At 5.30pm last Friday, just as those of us at the Masters of Wine symposium down the road were listening to Josh Wesson of Best Cellars tell us that the average retail price paid by Americans per bottle of wine had now reached $12, UC Davis's best-known viticulturist Professor Harold Olmo died peacefully at a home in Davis, a month before he would have been 97.


It was he who, at the invitation of the Western Australian government, was responsible in 1955 for suggesting that Frankland could make suitable terrain for grape growing - and laid the foundations for Dr John Gladstones' espousal of Margaret River. How right he was. Frankland Estate call their top Bordeaux blend Olmo’s Reward in his honour. In the 1930s, he had successfully explored Afghanistan on horseback and by camel in search of plants that were likely to thrive in the California climate which indeed subsequently thrived.

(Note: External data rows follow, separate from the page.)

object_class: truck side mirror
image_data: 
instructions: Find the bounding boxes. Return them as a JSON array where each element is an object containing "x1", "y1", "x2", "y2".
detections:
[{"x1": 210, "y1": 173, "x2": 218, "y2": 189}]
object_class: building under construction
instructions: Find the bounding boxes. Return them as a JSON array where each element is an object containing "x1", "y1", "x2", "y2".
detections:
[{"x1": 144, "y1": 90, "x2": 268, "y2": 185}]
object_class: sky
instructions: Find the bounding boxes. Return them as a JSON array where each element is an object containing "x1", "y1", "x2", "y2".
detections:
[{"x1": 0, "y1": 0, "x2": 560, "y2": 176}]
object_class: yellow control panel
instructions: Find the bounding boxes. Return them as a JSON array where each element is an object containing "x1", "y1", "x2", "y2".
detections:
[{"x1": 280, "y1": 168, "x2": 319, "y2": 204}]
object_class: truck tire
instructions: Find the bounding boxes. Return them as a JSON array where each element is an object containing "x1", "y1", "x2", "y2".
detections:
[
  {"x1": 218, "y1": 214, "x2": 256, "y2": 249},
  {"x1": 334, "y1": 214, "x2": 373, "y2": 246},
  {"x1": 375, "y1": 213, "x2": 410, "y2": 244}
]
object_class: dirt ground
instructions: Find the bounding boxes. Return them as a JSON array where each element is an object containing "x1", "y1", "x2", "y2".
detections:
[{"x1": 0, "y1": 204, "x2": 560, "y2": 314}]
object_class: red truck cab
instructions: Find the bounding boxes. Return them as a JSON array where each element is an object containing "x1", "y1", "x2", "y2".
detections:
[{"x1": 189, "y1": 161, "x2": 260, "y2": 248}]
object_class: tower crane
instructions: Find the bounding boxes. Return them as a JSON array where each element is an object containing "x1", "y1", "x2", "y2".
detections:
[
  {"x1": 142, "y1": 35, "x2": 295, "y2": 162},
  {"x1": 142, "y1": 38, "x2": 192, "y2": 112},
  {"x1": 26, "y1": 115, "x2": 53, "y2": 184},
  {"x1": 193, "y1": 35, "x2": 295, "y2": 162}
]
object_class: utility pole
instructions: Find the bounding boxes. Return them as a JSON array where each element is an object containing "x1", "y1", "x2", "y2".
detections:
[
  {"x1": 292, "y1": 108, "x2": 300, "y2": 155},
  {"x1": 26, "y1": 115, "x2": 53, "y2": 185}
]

He was also a fiendishly prolific grape breeder, responsible for, inter alia, such varieties as Emerald Riesling, the widely planted crossing of Carignan and Cabernet Sauvignon Ruby Cabernet, Carnelian, and the infamous Rubired that has increasingly been used in California and Australia to add colour to wine made from over-productive vines. He did not shrink from frankness, pointing out in 1951, "I do not know of a single vineyard of the Pinot Noir in California where I could recommend that a grower obtain propagating wood, because our plantings are largely poor strains and the proportion of our vines showing degeneration is large indeed." A Guggenheim Fellow and Fulbright scholar, he retired from Davis in 1977.